A proszę bardzo... możesz z jednej kuli zrobić dwie, potem z tych dwóch cztery, z czterech osiem, itd. aż dojedziesz do 100 - nie ma problemu. :)

bad_mojo napisał/a:
Ciekawi mnie dalej pojęcie "namacalne". :) Może to jakoś rozwiniesz.


A tak... tu może troche przesadziłem. :P W sumie trójkąta też nie dotkniesz... ale chodziło mi o to, że np. w układach elektrycznych posługuje się taką "algebrą", w której 1=2. Tutaj wyjaśnię, że dwójkę się definiuje jako 1+1. Jak to wygląda? Ano można się np. umówić, że 0 jest wtedy gdy prąd nie płynie, 1 gdy płynie (plusik można określić jako słowo "i"). I wtedy masz tak: 1=1+1.

bad_mojo napisał/a:
Tak, conajwyżej obiło mi się to o uszy a tekst wziąłem z wikipedii, bo nie chciało mi się dalej szukać, ale nadal uważam, że teoretycznie to można bardzo dużo. Poza tym nie ma sensu dawać nierealnych analogii w dyskucji na tematy ekonomiczne tudzież polityczne, bardzo realne.
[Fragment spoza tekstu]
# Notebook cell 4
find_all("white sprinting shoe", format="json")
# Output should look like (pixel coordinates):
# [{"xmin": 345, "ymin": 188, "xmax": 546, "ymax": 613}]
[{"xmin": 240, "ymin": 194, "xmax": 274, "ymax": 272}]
A ja myślę, że ma sens. Świat matematyki jest co prawda idealny (przez co zupełnie nie rzeczywisty), no ale po coś ta matma jest, no nie? :) Jakiś czas temu nawet byłem na wykładzie jednego profesora matematyki, który mówił o matematycznych aspektach w polityce, między innymi wykazał, że jak mamy partie polityczne, które mają jakieś programy i rywalizują między sobą (jeszcze są jakieś założenia odnośnie tych "szaraczków" co mają głosować, ale już nie pamiętam jakie), to jeśli jest ich (partii) więcej niż dwie, to mamy do czynienia z dyktatórą w kraju. Zadziwiający fakt.

Ece napisał/a:
Fajnie, że ten cały paradoks z kulami został udowodniony- naprawdę świetnie :) Fajne też są przestrzenie więcej niż trójwymiarowe i liczby zespolone. Tylko niech ktoś mi podzieli taką kule i zrobi z niej 2 takie jak ta pierwsza, pokaże przestrzeń czterowymiarową i narysuje trójkąt o podstawie i, gdzie i²=-1 :)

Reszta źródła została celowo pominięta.